Hindsight States: Blending Sim and Real Task Elements for Efficient
Reinforcement Learning
- URL: http://arxiv.org/abs/2303.02234v1
- Date: Fri, 3 Mar 2023 21:55:04 GMT
- Title: Hindsight States: Blending Sim and Real Task Elements for Efficient
Reinforcement Learning
- Authors: Simon Guist, Jan Schneider, Alexander Dittrich, Vincent Berenz,
Bernhard Sch\"olkopf, Dieter B\"uchler
- Abstract summary: In robotics, one approach to generate training data builds on simulations based on dynamics models derived from first principles.
Here, we leverage the imbalance in complexity of the dynamics to learn more sample-efficiently.

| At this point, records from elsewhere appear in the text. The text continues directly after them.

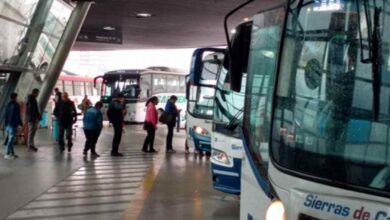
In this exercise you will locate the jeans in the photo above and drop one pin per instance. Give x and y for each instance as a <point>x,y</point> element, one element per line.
<point>117,137</point>
<point>69,132</point>
<point>92,137</point>
<point>11,135</point>
<point>149,140</point>
<point>170,136</point>
<point>32,129</point>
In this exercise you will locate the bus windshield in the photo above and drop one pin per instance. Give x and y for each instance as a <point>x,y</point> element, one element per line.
<point>228,106</point>
<point>332,108</point>
<point>201,97</point>
<point>127,85</point>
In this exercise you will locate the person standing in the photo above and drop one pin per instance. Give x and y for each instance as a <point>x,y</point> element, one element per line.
<point>115,116</point>
<point>85,104</point>
<point>150,124</point>
<point>66,114</point>
<point>93,124</point>
<point>12,121</point>
<point>33,116</point>
<point>57,95</point>
<point>171,109</point>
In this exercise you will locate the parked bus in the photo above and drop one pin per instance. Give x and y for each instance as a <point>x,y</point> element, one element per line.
<point>77,87</point>
<point>138,85</point>
<point>315,125</point>
<point>205,67</point>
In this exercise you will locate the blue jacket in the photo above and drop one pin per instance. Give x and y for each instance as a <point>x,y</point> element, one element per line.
<point>115,112</point>
<point>170,108</point>
<point>12,114</point>
<point>93,119</point>
<point>32,110</point>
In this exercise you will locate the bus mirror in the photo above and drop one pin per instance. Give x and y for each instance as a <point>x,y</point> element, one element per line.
<point>238,55</point>
<point>198,61</point>
<point>313,73</point>
<point>226,86</point>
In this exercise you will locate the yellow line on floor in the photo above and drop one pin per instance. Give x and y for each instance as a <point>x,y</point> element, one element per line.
<point>138,201</point>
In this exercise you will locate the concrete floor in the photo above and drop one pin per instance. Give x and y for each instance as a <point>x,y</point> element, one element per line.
<point>48,185</point>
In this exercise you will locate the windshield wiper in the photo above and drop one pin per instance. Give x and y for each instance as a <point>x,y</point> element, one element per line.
<point>374,48</point>
<point>376,63</point>
<point>234,121</point>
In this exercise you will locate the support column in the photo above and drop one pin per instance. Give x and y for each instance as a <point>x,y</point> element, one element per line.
<point>32,38</point>
<point>68,38</point>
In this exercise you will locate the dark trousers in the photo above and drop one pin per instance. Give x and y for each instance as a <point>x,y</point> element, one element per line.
<point>92,136</point>
<point>117,137</point>
<point>69,132</point>
<point>149,140</point>
<point>170,136</point>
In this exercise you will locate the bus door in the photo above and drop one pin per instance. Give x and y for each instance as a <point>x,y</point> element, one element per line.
<point>205,66</point>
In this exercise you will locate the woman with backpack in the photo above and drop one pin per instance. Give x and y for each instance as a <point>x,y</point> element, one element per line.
<point>173,112</point>
<point>150,124</point>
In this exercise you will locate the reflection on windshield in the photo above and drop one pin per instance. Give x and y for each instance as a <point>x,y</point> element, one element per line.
<point>327,122</point>
<point>128,87</point>
<point>228,104</point>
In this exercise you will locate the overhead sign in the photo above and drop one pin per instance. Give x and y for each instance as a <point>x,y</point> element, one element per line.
<point>97,36</point>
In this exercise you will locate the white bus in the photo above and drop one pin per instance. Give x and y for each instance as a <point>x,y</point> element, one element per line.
<point>139,85</point>
<point>316,114</point>
<point>205,67</point>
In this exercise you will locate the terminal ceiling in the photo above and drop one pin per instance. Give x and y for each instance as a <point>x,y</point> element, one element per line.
<point>174,24</point>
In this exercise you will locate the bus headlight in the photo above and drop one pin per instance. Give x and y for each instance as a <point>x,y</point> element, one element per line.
<point>276,211</point>
<point>201,131</point>
<point>220,156</point>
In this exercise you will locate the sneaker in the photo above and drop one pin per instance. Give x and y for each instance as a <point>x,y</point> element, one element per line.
<point>32,149</point>
<point>171,151</point>
<point>9,157</point>
<point>95,154</point>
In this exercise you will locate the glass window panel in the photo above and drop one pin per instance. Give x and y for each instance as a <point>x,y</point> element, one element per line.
<point>3,81</point>
<point>12,42</point>
<point>20,10</point>
<point>57,18</point>
<point>159,84</point>
<point>266,36</point>
<point>88,88</point>
<point>146,87</point>
<point>44,51</point>
<point>325,101</point>
<point>78,88</point>
<point>68,87</point>
<point>173,84</point>
<point>182,84</point>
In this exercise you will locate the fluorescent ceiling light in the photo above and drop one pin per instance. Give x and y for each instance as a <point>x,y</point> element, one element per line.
<point>143,15</point>
<point>109,28</point>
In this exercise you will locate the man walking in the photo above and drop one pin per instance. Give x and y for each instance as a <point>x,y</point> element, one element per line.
<point>116,117</point>
<point>33,117</point>
<point>12,121</point>
<point>66,114</point>
<point>93,124</point>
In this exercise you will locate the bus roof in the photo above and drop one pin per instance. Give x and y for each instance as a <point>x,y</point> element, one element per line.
<point>75,78</point>
<point>151,70</point>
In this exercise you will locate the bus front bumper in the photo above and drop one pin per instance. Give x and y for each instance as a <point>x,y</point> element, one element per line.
<point>201,142</point>
<point>227,179</point>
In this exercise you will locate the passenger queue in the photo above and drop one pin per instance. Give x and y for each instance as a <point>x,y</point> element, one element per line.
<point>65,114</point>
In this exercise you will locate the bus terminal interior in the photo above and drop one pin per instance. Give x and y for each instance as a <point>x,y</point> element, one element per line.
<point>283,113</point>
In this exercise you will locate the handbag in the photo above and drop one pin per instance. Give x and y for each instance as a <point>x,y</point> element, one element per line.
<point>165,118</point>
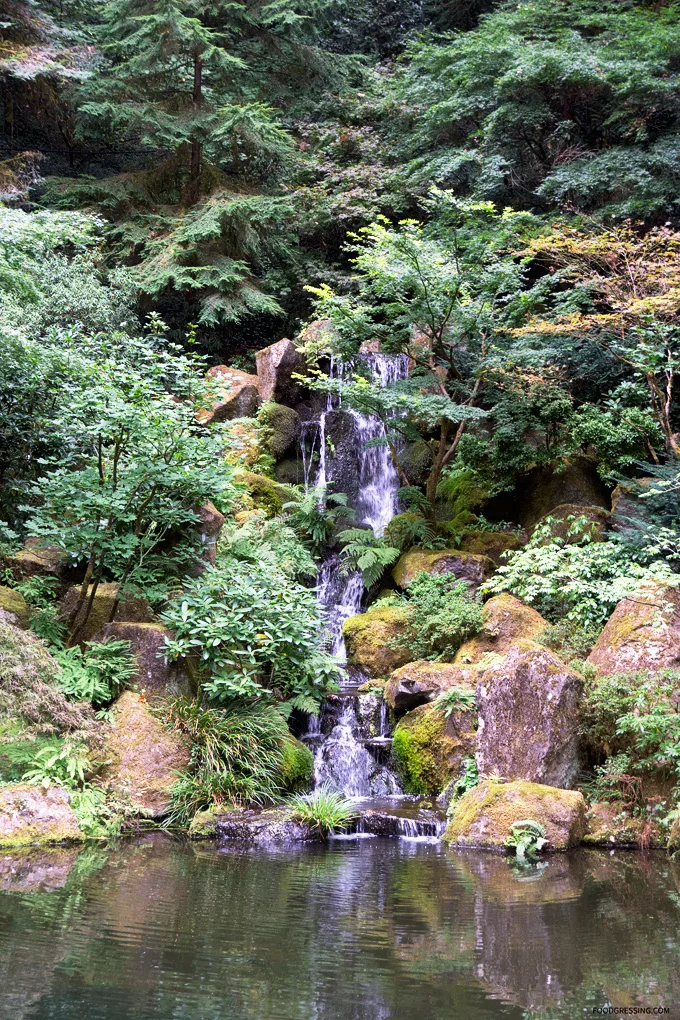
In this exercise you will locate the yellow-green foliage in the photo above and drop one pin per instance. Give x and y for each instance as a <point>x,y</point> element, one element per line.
<point>297,766</point>
<point>421,750</point>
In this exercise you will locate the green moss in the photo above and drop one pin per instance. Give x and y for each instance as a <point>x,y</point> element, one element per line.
<point>265,493</point>
<point>425,755</point>
<point>297,767</point>
<point>12,602</point>
<point>282,424</point>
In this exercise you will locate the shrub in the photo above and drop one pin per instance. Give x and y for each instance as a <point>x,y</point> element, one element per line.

We validate our method on several challenging simulated tasks and demonstrate that it improves learning both alone and when combined with an existing hindsight algorithm.
- Score: 61.3506230781327
- License: http://arxiv.org/licenses/nonexclusive-distrib/1.0/
- Abstract: Reinforcement learning has shown great potential in solving complex tasks
when large amounts of data can be generated with little effort. In robotics,
one approach to generate training data builds on simulations based on dynamics
models derived from first principles. However, for tasks that, for instance,
involve complex soft robots, devising such models is substantially more
challenging. Being able to train effectively in increasingly complicated
scenarios with reinforcement learning enables to take advantage of complex
systems such as soft robots. Here, we leverage the imbalance in complexity of
the dynamics to learn more sample-efficiently. We (i) abstract the task into
distinct components, (ii) off-load the simple dynamics parts into the
simulation, and (iii) multiply these virtual parts to generate more data in
hindsight. Our new method, Hindsight States (HiS), uses this data and selects
the most useful transitions for training. It can be used with an arbitrary
off-policy algorithm. We validate our method on several challenging simulated
tasks and demonstrate that it improves learning both alone and when combined
with an existing hindsight algorithm, Hindsight Experience Replay (HER).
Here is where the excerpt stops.